木山寺のご本尊は、医王の霊薬をもってあらゆる衆生の病気や迷いを救われる薬師如来。鎮守神の木山牛頭天王は薬師如来の化身で、除災招福の大願を成就されています。 善覺稲荷大明神は、ご本地十一面観音の化身で、正徳年間(1714年)京都伏見稲荷より勧請された明神様です。当時の僧が善覚という名僧で、その徳を称えて善覺稲荷と呼ぶようになりました。 木山寺は、商売繁栄、五穀豊穣、諸願成就、交通安全の願いを叶えられ、今も広く中国各地で崇敬帰依されています。

日本の四季に合わせて様々な顔を覗かせるお寺を運営

木山寺の大きな魅力の一つに、日本の四季折々に違った趣のある顔を覗かせ、ご参詣に来てくださった方々を迎えるところがございます。春には参道の桜並木をはじめ多くの花々が咲き誇り、日本古来の一年の始まりを温かく感じさせてくれます。夏には約700本の紫陽花があじさい園に咲き、池の水面に浮かぶ仏教では大変馴染み深い睡蓮の花もきれいです。
秋には紅葉の紅葉が本殿に映え、日光が紅葉の間から微かに見える木漏れ日と、それに照らされる本堂や木々たちがとても神秘的に写ります。冬には白と黒の二色が大半を占め、ところどころに鳥居や雪を被ったお地蔵様の赤色が良いアクセントとなり、そのシンプルな雪景色に趣を感じることでしょう。日本の四季独特の良さを、建物全体で表現して、皆様のご参詣を歓迎いたします。

木山寺の住職が日々皆様に真言宗に慣れ親しめるような記事を

住職が日々記事を執筆し、より真言宗が皆様にとって馴染み深いものになっていければと考えております。日本は国民が特定の宗教に属していない世界的に見ても珍しい国です。
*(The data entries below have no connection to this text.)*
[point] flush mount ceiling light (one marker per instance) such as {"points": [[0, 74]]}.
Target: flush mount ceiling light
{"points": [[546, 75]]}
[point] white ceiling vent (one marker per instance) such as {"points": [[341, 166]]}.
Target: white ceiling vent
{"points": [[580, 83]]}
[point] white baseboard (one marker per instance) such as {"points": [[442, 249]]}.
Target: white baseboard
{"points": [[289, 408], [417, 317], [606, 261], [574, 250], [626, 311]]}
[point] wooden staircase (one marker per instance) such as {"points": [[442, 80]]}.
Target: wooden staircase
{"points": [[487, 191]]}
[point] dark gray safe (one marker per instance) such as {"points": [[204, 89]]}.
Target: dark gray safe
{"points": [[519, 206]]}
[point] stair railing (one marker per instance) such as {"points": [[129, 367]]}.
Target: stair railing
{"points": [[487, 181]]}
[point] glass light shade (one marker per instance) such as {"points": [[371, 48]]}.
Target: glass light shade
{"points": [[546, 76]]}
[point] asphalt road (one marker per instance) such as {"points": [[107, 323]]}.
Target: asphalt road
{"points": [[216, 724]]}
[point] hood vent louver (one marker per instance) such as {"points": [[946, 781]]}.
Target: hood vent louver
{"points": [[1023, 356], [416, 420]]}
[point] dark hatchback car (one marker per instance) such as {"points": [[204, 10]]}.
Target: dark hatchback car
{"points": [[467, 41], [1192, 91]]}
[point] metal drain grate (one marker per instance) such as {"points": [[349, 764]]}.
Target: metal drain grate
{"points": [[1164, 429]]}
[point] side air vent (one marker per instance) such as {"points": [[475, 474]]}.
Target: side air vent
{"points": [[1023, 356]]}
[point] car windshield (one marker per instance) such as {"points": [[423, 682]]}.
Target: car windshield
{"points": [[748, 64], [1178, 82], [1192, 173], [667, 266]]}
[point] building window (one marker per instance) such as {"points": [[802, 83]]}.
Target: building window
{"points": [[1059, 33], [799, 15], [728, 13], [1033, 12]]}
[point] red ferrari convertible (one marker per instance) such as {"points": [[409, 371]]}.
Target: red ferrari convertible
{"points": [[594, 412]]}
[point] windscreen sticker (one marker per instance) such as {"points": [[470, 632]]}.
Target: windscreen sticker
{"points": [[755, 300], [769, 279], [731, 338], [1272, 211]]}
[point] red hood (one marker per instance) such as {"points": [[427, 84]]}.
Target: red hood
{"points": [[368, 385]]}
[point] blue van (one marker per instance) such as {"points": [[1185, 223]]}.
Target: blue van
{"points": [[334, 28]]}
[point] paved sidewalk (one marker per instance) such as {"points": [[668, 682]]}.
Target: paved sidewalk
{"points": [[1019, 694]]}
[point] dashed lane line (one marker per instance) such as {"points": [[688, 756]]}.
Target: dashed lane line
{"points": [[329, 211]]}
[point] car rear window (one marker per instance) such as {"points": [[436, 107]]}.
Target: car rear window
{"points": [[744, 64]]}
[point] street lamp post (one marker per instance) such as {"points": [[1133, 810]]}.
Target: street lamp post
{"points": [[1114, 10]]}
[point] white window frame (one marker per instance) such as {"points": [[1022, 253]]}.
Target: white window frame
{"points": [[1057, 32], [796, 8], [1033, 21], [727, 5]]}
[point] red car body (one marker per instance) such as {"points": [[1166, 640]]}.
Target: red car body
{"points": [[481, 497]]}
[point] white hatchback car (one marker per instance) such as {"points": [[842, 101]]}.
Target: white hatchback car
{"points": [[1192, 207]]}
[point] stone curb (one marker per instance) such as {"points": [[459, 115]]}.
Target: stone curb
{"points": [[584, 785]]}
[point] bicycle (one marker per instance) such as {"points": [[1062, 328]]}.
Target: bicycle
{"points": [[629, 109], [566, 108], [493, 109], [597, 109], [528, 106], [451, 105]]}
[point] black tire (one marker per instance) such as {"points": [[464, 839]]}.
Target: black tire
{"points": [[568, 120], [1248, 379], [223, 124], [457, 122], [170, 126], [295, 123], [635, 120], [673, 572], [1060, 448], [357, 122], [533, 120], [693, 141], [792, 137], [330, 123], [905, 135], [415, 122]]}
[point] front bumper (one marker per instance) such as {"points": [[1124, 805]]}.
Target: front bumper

しかしながら、だからこそ宗教一つひとつの価値観に囚われすぎず、あらゆる考え方をニュートラルに見て受け入れていくことのできる「和」の心を持っているのではないかと考えます。
日本古来の神道もその和の心を大切にしており、明治に入るまで元々は神仏習合だった木山寺でも「和」を大切にしてまいります。一年を通して開催している「節分会・星祭除災招福祈祷」等といった行事やイベントについて執筆したり、高野山真言宗の教えについて、日常生活で実践できるような形でご紹介するコラムを執筆したりと、皆様も読んでいて楽しくためになるようなものを心がけてまいります。